Enablers are a broad set of activities or conditions that help to enhance the implementation of a best business practice. An essential part of a true benchmarking approach is analyzing the management skills and attitudes that combine to allow a company to achieve best business practices. This hidden narrative is as important during the benchmarking exercise as are the visible statistical factors and the hard processes.

 

The enablers, then, are behind-the-scene or hidden factors. They allow the development or continuation of best practices. Examples include leadership, motivated workforces, management vision, and organizational focus. Although these factors are rarely mentioned by specific statistics, they have a direct impact on the company’s quantified financial performance. They lead to a company’s exceptional performance. Note that enablers are relative, not absolute. In other words, they are not perfect; they too can be improved.

 

Enablers, or critical success factors, can be found anywhere.

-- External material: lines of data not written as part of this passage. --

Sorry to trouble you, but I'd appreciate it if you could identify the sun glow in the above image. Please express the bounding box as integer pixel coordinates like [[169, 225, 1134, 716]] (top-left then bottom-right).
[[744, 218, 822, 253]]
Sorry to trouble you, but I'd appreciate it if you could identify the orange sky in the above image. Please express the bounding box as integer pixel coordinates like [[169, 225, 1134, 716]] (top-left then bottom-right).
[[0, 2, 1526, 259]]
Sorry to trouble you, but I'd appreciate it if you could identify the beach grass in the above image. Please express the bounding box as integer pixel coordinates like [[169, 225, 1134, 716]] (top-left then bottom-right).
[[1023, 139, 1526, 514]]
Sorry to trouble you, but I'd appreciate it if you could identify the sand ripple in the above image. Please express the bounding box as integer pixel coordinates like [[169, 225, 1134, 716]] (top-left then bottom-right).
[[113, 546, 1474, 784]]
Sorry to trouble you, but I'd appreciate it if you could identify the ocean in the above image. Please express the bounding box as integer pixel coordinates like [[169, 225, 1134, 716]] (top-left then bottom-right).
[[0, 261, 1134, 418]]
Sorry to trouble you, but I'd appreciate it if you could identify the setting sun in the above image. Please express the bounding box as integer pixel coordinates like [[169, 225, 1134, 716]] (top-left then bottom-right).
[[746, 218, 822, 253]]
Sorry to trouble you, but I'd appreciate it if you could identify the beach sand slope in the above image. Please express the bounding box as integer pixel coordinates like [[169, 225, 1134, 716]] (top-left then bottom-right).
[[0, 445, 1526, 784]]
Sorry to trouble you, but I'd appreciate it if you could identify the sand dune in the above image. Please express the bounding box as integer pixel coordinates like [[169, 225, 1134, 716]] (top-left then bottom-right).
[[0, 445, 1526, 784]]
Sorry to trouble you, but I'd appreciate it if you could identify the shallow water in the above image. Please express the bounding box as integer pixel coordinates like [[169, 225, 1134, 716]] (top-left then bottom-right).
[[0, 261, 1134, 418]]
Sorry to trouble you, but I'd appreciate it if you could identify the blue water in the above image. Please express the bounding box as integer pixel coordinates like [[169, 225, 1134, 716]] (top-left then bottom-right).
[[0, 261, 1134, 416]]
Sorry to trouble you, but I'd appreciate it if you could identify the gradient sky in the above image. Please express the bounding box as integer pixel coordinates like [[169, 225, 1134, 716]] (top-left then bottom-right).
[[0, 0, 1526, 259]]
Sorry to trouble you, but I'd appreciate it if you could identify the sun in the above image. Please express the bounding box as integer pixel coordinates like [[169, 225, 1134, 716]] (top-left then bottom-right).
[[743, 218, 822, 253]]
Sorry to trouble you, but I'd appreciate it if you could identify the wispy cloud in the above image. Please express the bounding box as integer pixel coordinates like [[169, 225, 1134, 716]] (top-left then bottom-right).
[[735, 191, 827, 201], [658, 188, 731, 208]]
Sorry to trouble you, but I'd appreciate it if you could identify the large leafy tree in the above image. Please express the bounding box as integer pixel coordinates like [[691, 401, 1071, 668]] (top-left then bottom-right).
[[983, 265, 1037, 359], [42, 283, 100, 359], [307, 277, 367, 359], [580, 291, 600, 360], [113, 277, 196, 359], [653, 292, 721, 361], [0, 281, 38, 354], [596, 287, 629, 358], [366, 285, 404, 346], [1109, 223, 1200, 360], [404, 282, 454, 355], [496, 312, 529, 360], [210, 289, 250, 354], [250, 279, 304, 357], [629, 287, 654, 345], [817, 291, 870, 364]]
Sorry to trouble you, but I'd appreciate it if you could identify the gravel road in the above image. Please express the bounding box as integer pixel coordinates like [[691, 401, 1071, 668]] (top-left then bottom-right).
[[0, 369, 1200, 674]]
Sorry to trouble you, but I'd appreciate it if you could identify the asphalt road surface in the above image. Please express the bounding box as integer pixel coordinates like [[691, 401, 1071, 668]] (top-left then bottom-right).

They do not know industrial, political, or geographical boundaries.

 

How does one company compared itself to another by enablers? It starts with an internal analysis. For any company to be successful, it must have a thorough knowledge and understanding of its internal processes. Otherwise, it would be impossible to recognize its own differences with its benchmarking partners. The company would not be able to recognize and integrate the differences and innovations that are found in best practice companies.

 

Defining Core Competencies

As a continuous improvement tool, benchmarking is used to improve core competencies, the basic business processes that allow a company to differentiate itself from its competitors. A core business process may have an impact by lowering costs, increasing profits, providing improved service to a customer, improving product quality, and improving regulatory compliance.

 

Several authors have defined core competencies for businesses. In his 1997 text Operations Management , Richard Schonberger defines core competencies as a key business output or process through which an organization distinguishes itself positively. He specifically mentions expert maintenance, low operating costs, and cross trained labor.

 

Gregory Hines, in his text The Benchmarking Workbook , defines a core competency as a key business process that represents core functional efforts and are usually characterized by transactions that directly or indirectly influence the customer’s perception of the company. He further lists several processes. They include:

Procuring and supporting capital equipment

Managing and supporting facilities

 

The maintenance function directly fits his definition of a core business process.

 

In the American Productivity and Quality Center’s text The Benchmarking Management Guide, core competencies are identified as business processes that should impact the following business measures:

• Return on net assets

• Customer satisfaction

• Revenue per employee

• Quality

Asset utilization

• Capacity

 

Again, the maintenance function in any plant or facility fits this definition. Other sources point to a core competency as any aspect of the business operation that results in a strategic market advantage. The maintenance process in any company provides this advantage in many ways. These include enhancing any quality initiative, increasing capacity, reducing costs, and eliminating waste.